We used: 10 HG001 PCR-free, 2 HG005 PCR-free, 4 HG001 PCR+ for training.
Among these 16 BAM files, 6 of them are from public sources:
BAM file (--reads ) |
PCR-free? | FASTA file (--ref ) |
Truth VCF (--truth_variants ) |
BED file (--confident_regions ) |
---|---|---|---|---|
HG001-NA12878-pFDA.merged.sorted.bam(1) | Yes | GRCh38_Verily_v1.genome.fa | NISTv3.3.2/GRCh38 | NISTv3.3.2/GRCh38 |
NA12878D_HiSeqX_R1.deduplicated.bam(2) | No | hs37d5.fa | NISTv3.3.2/GRCh37 | NISTv3.3.2/GRCh37 |
NA12878J_HiSeqX_R1.deduplicated.bam(2) | No | hs37d5.fa | NISTv3.3.2/GRCh37 | NISTv3.3.2/GRCh37 |
NA12878-Rep01_S1_L001_001_markdup.bam(2) | No | hs37d5.fa | NISTv3.3.2/GRCh37 | NISTv3.3.2/GRCh37 |
N3C9-2plex1-L1-171212B-NA12878-1_S1_L001_001_markdup.bam(3) | Yes | hs37d5.fa | NISTv3.3.2/GRCh37 | NISTv3.3.2/GRCh37 |
NexteraFlex-2plex1-L1-NA12878-1_S1_L001_001_markdup.bam(4) | No | hs37d5.fa | NISTv3.3.2/GRCh37 | NISTv3.3.2/GRCh37 |
(1): FASTQ files from Precision FDA Truth Challenge.
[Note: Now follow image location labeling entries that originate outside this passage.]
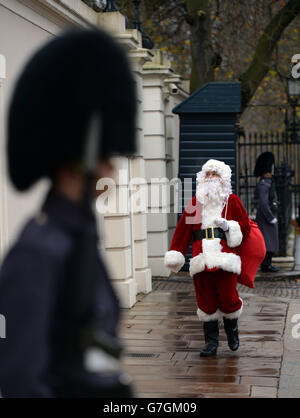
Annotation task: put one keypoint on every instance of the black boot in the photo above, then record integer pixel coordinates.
(211, 335)
(232, 332)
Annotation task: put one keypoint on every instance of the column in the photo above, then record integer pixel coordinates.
(155, 74)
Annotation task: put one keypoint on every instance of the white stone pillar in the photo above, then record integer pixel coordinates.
(174, 95)
(125, 233)
(3, 183)
(143, 277)
(155, 74)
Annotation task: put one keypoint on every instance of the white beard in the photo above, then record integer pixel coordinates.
(210, 193)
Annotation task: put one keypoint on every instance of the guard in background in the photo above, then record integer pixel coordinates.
(267, 208)
(61, 310)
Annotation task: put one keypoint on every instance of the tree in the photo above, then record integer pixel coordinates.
(238, 40)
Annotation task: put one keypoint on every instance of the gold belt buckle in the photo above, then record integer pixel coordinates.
(212, 233)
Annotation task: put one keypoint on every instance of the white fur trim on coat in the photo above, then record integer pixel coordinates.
(212, 256)
(174, 260)
(235, 314)
(234, 235)
(206, 317)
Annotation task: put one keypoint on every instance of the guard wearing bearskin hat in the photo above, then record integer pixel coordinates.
(216, 234)
(73, 107)
(267, 208)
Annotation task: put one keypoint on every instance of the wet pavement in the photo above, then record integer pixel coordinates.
(163, 339)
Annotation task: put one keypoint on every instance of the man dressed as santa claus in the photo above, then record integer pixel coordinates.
(215, 264)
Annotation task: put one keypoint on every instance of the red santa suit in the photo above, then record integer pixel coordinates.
(215, 262)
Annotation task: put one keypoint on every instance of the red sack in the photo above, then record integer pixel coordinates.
(252, 253)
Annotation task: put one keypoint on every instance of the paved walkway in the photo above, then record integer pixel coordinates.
(163, 338)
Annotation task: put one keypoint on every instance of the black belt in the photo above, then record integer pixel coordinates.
(209, 233)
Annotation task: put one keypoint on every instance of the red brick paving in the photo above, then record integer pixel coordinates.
(164, 324)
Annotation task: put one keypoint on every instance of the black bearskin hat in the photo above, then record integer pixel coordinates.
(71, 78)
(264, 164)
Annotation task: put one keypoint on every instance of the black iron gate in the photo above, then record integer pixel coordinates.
(287, 176)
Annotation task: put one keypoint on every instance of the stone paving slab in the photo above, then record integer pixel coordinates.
(163, 338)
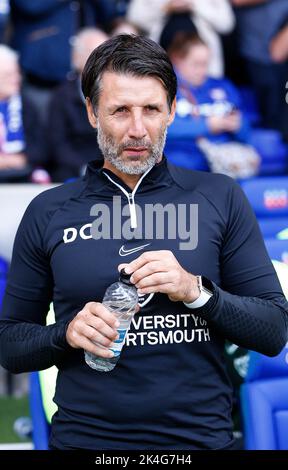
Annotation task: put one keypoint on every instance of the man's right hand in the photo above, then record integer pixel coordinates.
(93, 324)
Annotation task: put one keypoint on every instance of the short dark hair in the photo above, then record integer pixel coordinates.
(132, 55)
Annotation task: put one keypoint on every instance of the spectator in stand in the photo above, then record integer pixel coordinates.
(208, 17)
(209, 124)
(20, 134)
(71, 140)
(259, 21)
(43, 32)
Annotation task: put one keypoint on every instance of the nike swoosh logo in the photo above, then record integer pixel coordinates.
(123, 252)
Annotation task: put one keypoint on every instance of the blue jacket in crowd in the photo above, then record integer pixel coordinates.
(43, 31)
(194, 106)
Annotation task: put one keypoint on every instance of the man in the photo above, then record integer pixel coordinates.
(72, 141)
(21, 137)
(170, 388)
(209, 126)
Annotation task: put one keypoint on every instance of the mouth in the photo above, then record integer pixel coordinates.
(135, 151)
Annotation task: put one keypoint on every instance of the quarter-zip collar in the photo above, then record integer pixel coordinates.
(102, 180)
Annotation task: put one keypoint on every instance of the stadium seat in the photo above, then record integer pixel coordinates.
(272, 149)
(264, 402)
(277, 249)
(273, 227)
(269, 200)
(268, 196)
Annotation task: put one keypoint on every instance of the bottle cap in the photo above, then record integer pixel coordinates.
(125, 278)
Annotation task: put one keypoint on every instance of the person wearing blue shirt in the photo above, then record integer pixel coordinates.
(206, 107)
(170, 388)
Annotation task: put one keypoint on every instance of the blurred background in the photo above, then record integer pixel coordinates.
(231, 60)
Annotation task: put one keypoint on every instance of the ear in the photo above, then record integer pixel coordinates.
(91, 114)
(172, 112)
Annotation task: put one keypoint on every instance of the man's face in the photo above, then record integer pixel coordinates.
(132, 119)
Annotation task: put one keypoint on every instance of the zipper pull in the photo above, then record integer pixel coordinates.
(133, 217)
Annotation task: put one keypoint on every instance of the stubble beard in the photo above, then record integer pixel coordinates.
(112, 152)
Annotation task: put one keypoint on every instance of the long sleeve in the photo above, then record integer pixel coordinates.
(252, 323)
(249, 309)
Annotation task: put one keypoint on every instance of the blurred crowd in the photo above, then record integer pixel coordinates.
(231, 60)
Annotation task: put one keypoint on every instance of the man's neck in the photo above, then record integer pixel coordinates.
(129, 180)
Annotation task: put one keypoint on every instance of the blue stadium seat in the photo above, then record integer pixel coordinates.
(268, 196)
(269, 200)
(277, 249)
(264, 402)
(271, 227)
(273, 151)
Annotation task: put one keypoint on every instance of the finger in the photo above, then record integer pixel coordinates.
(99, 310)
(89, 346)
(168, 288)
(148, 269)
(145, 258)
(122, 266)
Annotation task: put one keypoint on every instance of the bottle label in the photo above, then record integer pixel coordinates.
(118, 344)
(121, 334)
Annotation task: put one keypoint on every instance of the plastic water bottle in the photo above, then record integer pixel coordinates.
(121, 299)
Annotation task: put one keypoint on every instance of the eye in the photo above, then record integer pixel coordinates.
(121, 110)
(151, 108)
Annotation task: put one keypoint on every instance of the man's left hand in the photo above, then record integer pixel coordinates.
(159, 271)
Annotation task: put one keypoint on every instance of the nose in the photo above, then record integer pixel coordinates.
(137, 129)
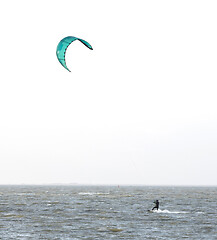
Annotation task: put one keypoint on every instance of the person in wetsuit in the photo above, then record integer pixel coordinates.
(156, 205)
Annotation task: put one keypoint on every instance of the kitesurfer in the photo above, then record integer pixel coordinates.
(156, 205)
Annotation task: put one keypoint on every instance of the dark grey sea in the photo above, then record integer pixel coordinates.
(107, 212)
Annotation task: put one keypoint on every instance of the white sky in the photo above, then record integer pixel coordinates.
(138, 109)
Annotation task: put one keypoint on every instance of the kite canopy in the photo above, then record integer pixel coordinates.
(62, 46)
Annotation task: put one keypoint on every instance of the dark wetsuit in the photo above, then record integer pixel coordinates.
(156, 205)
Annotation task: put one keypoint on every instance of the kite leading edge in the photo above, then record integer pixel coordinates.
(62, 47)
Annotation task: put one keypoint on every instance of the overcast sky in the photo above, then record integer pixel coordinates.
(141, 108)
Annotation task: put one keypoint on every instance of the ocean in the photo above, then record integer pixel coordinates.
(107, 212)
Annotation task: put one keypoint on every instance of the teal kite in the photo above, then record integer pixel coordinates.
(62, 46)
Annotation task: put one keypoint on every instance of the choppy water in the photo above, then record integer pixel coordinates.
(81, 212)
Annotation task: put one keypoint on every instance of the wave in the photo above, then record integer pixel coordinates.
(167, 211)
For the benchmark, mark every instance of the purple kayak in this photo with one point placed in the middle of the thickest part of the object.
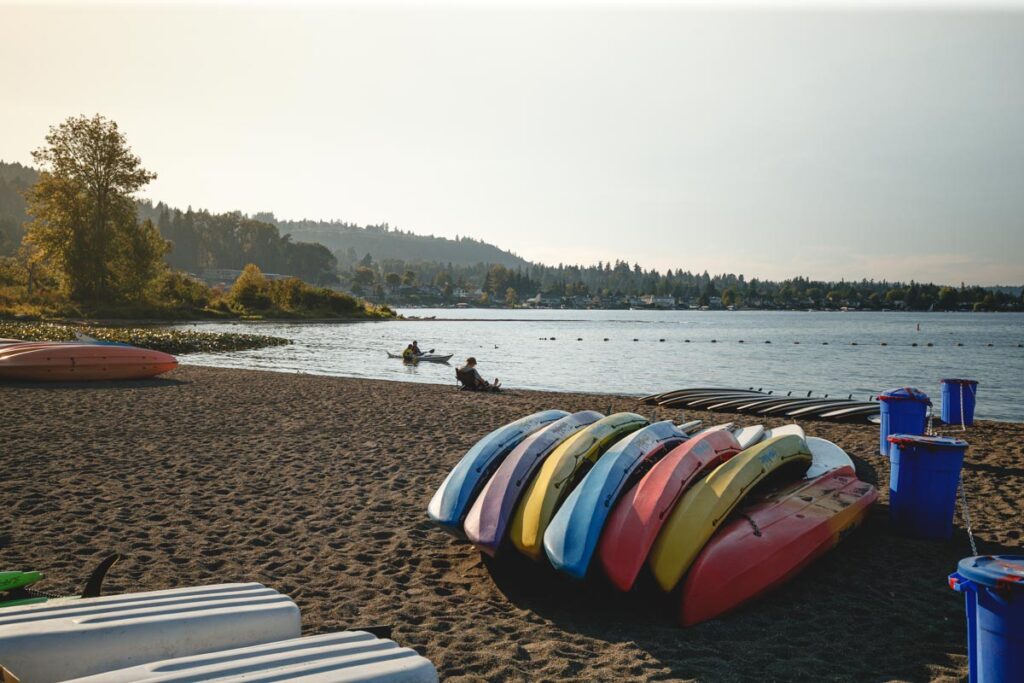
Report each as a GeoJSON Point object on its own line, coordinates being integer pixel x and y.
{"type": "Point", "coordinates": [489, 515]}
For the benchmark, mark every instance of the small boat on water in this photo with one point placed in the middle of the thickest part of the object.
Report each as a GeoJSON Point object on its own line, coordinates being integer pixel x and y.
{"type": "Point", "coordinates": [426, 357]}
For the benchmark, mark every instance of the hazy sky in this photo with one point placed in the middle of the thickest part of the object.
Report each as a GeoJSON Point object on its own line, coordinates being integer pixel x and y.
{"type": "Point", "coordinates": [826, 142]}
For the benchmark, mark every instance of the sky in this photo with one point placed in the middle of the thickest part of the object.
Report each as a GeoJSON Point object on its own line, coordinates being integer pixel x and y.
{"type": "Point", "coordinates": [884, 141]}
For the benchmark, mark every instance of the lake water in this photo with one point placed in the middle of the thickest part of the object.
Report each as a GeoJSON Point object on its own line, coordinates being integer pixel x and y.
{"type": "Point", "coordinates": [644, 351]}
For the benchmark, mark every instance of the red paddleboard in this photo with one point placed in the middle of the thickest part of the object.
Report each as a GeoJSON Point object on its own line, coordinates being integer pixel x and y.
{"type": "Point", "coordinates": [768, 543]}
{"type": "Point", "coordinates": [60, 363]}
{"type": "Point", "coordinates": [634, 523]}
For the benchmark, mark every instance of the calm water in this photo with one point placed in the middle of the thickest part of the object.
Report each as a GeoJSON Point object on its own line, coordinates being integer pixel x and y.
{"type": "Point", "coordinates": [623, 351]}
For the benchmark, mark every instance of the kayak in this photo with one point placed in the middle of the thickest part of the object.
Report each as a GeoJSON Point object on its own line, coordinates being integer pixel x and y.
{"type": "Point", "coordinates": [426, 357]}
{"type": "Point", "coordinates": [457, 493]}
{"type": "Point", "coordinates": [772, 541]}
{"type": "Point", "coordinates": [488, 517]}
{"type": "Point", "coordinates": [706, 505]}
{"type": "Point", "coordinates": [826, 457]}
{"type": "Point", "coordinates": [570, 539]}
{"type": "Point", "coordinates": [559, 474]}
{"type": "Point", "coordinates": [638, 517]}
{"type": "Point", "coordinates": [77, 361]}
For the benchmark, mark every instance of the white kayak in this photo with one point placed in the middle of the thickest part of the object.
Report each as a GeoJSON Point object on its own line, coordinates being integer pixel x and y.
{"type": "Point", "coordinates": [426, 357]}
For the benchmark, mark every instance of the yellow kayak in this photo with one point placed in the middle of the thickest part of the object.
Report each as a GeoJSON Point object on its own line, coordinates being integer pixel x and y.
{"type": "Point", "coordinates": [561, 471]}
{"type": "Point", "coordinates": [709, 502]}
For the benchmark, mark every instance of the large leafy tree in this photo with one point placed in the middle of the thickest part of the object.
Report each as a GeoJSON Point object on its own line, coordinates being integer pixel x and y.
{"type": "Point", "coordinates": [84, 215]}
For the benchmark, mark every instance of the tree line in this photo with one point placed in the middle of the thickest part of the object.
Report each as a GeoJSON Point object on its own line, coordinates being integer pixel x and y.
{"type": "Point", "coordinates": [87, 248]}
{"type": "Point", "coordinates": [614, 283]}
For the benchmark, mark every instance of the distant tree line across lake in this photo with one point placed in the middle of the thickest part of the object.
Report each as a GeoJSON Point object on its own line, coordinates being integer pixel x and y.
{"type": "Point", "coordinates": [143, 244]}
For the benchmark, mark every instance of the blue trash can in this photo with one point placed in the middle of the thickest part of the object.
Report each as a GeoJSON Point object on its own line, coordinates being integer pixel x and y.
{"type": "Point", "coordinates": [993, 592]}
{"type": "Point", "coordinates": [957, 401]}
{"type": "Point", "coordinates": [924, 475]}
{"type": "Point", "coordinates": [903, 412]}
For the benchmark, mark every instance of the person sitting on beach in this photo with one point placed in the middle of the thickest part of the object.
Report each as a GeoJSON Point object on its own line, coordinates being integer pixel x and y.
{"type": "Point", "coordinates": [471, 379]}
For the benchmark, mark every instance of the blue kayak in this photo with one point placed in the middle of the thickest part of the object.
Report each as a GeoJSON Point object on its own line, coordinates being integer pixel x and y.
{"type": "Point", "coordinates": [571, 538]}
{"type": "Point", "coordinates": [452, 501]}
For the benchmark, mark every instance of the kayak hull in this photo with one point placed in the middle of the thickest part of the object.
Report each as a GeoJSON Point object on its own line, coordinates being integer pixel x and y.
{"type": "Point", "coordinates": [705, 507]}
{"type": "Point", "coordinates": [559, 474]}
{"type": "Point", "coordinates": [571, 539]}
{"type": "Point", "coordinates": [779, 536]}
{"type": "Point", "coordinates": [488, 517]}
{"type": "Point", "coordinates": [452, 501]}
{"type": "Point", "coordinates": [638, 517]}
{"type": "Point", "coordinates": [65, 363]}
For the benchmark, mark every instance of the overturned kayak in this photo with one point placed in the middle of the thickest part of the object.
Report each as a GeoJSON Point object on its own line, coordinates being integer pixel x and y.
{"type": "Point", "coordinates": [488, 517]}
{"type": "Point", "coordinates": [771, 541]}
{"type": "Point", "coordinates": [452, 501]}
{"type": "Point", "coordinates": [638, 517]}
{"type": "Point", "coordinates": [709, 502]}
{"type": "Point", "coordinates": [571, 538]}
{"type": "Point", "coordinates": [74, 361]}
{"type": "Point", "coordinates": [559, 474]}
{"type": "Point", "coordinates": [426, 357]}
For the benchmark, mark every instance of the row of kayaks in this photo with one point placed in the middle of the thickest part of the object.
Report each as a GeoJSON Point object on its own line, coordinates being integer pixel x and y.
{"type": "Point", "coordinates": [80, 360]}
{"type": "Point", "coordinates": [720, 514]}
{"type": "Point", "coordinates": [767, 403]}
(2): BAM files provided by DNAnexus.
(3): FASTQ files from
BaseSpace public data: NovaSeq S1 Xp: TruSeq Nano 350 (Replicates of NA12878)/Samples/N3C9_2plex1_L1_171212B_NA12878-1/Files/N3C9-2plex1-L1-171212B-NA12878-1_S1_L001_R1_001.fastq.gz
and N3C9-2plex1-L1-171212B-NA12878-1_S1_L001_R2_001.fastq.gz
(4): FASTQ files from
BaseSpace public data: NovaSeq S1 Xp: Nextera DNA Flex (Replicates of NA12878)/Samples/NexteraFlex_2plex1_L1_NA12878-1/Files/NexteraFlex-2plex1-L1-NA12878-1_S1_L001_R1_001.fastq.gz
and NexteraFlex-2plex1-L1-NA12878-1_S1_L001_R2_001.fastq.gz
We generated our own BAM files using BWA-MEM to map the reads to the reference, and sorts the output. We also mark duplicated reads.